On her visit to London in 1925, Kate had also taken a photograph of #6 Stock Orchard Crescent. In a letter home to her mother she said, “Day before yesterday I took a bus out the Caledonian Road to Stock Orchard Crescent.” She was confused by the Victorian address convention by which nearby major streets were listed after the name of the smaller street as follows: 6 Stock Orchard Villas, Caledonian Road, Holloway. Since she had several different versions of the address, it appeared to be a side street off Penn Road and Camden Road as well as Caledonian Road. Her original thought was that there were three different possible #6 locations. “As I was walking along Penn Road I met two rather elderly gentlemen whom I stopped and asked about the address. They said that long ago not many houses were there and that all those addresses would be correct.”
She noted that many of the homes along Stock Orchard Crescent, but not #6, had names like “Tennis Villa” on the gate posts.
At the time, both Kate and I had guessed that the family had lived at #6 for some time and that St. Pancras was the family’s local church. In Kate’s letter she comments that she was surprised to discover that St. Pancras church was “so far away” from Stock Orchard – the distance is roughly two miles. I had made an additional incorrect assumption that no ancestor of mine was baptized at a “new” church so I took a photo of the graveyard of Old St. Pancras – which was close to derelict in 1845 when John Robert Firmin was baptized. It was a very atmospheric spot, and by the time of my visit the church had been restored, so I’m not too sorry about the mistake. Kate visited the correct church at a time when the original records were still available in the church, which was very fortunate.
All was well until I discovered my latest favorite website: http://mapco.net/london.htm. I looked forward to the pleasure of locating every London address I came across in a contemporary map.

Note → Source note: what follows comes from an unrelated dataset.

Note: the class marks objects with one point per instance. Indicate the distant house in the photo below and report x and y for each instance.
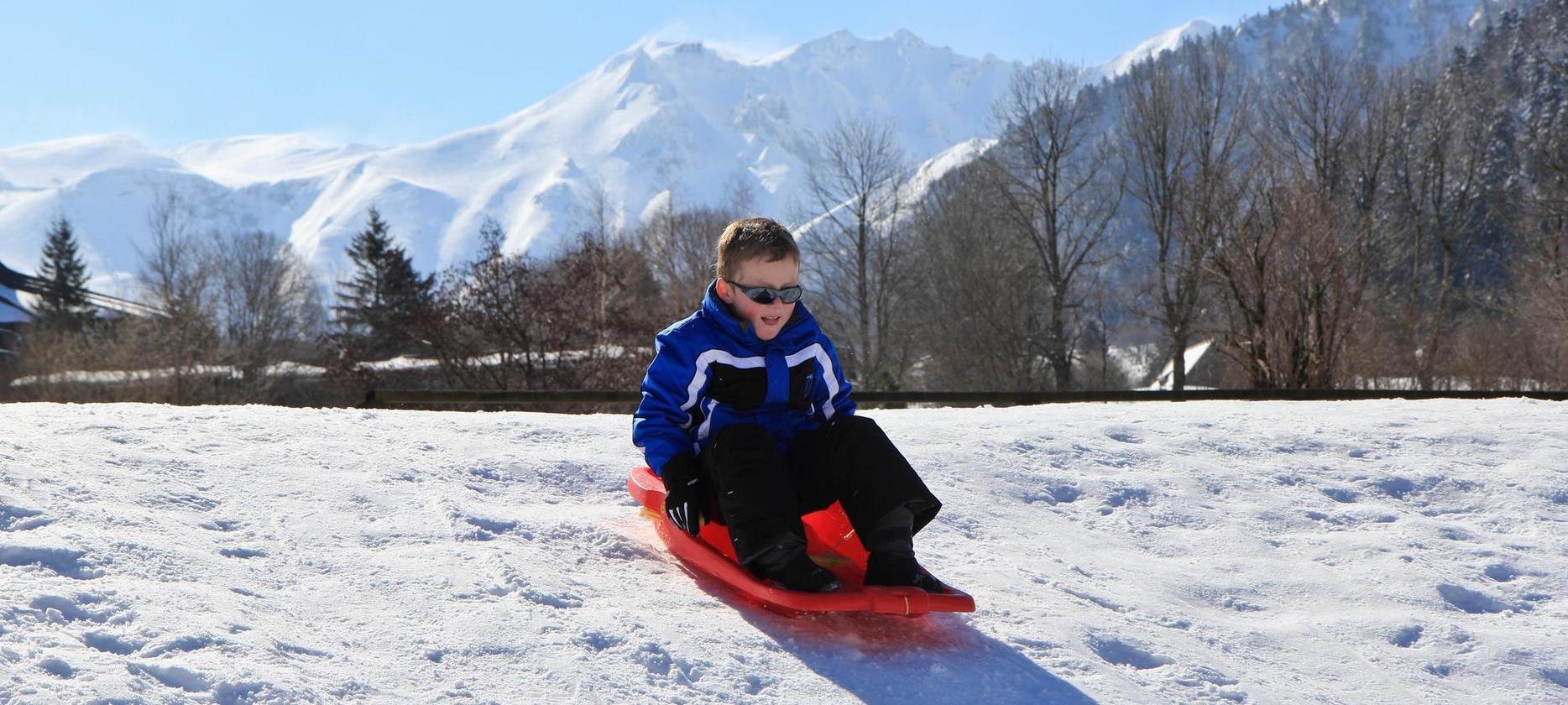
(14, 314)
(12, 311)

I’ve mostly done so and it has been a pleasure – in the end!
Imagine my dismay after locating a contemporary map only to discover both of us had photographed the wrong house. How did that happen? Most likely you have already seen the problem – Stock Orchard Villas and Stock Orchard Crescent are two separate sets of dwellings. There’s also a Stock Orchard Street near the south end of the Crescent – which still exists.

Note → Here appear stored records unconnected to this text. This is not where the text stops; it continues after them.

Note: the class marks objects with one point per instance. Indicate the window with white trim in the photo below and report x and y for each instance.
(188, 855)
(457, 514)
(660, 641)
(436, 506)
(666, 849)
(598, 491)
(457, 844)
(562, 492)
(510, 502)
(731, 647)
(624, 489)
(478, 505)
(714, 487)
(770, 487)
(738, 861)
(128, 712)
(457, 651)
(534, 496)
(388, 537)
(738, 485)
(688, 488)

While the print is pretty fine, it’s clear from the Weller map of 1868 that the development on the Caledonian Road south of Holloway Road and west of Stock Orchard Crescent is called Stock Orchard Villas. Based on the map, I’ve concluded that when the developer built the residences, one segment of the Caledonian Road was labeled Stock Orchard Villas, most likely for marketing purposes. As far as I can tell it was later in the 1880’s when the Villas were given house numbers consistent with the rest of the Caledonian Road. Just to be certain, I checked the 1871 census and a city directory from 1856 and confirmed that the Villas and the Crescent were just around the corner from each other and contained duplicate numbers. This was actually quite a useful lesson as I’ve now seen other instances where a short segment of a street had its own name for a brief period.
I have not done the research to determine what might have stood at the location of the former #6 Stock Orchard Villas in 1925 or later. In short, I don’t know if Aunt Kate walked by the correct house or if it was already torn down. I imagine that the homes that once stood there were very like those on Stock Orchard Crescent, as the map seems to indicate that both were developed at the same time. After doing further research on the family, I have no reason to believe that John R. Firmin lived with the family in Islington for any length of time. It was his mother Emily, together with the other children, who appears to have moved there by 1871 and the unmarried family members were still living there in 1875 at the time of Emily’s death. In the Firmin’s day the area appears to have been middle-class and well-to-do with some of the families employing live-in servants. The Booth poverty map shows the area in 1898 as continuing to be prosperous.
As for new St. Pancras, for some reason all the children in the family were baptized there whether the family was living in Bath, Wapping, Swindon or elsewhere. Perhaps it was a fashionable church at the time. For now, it’s a small mystery.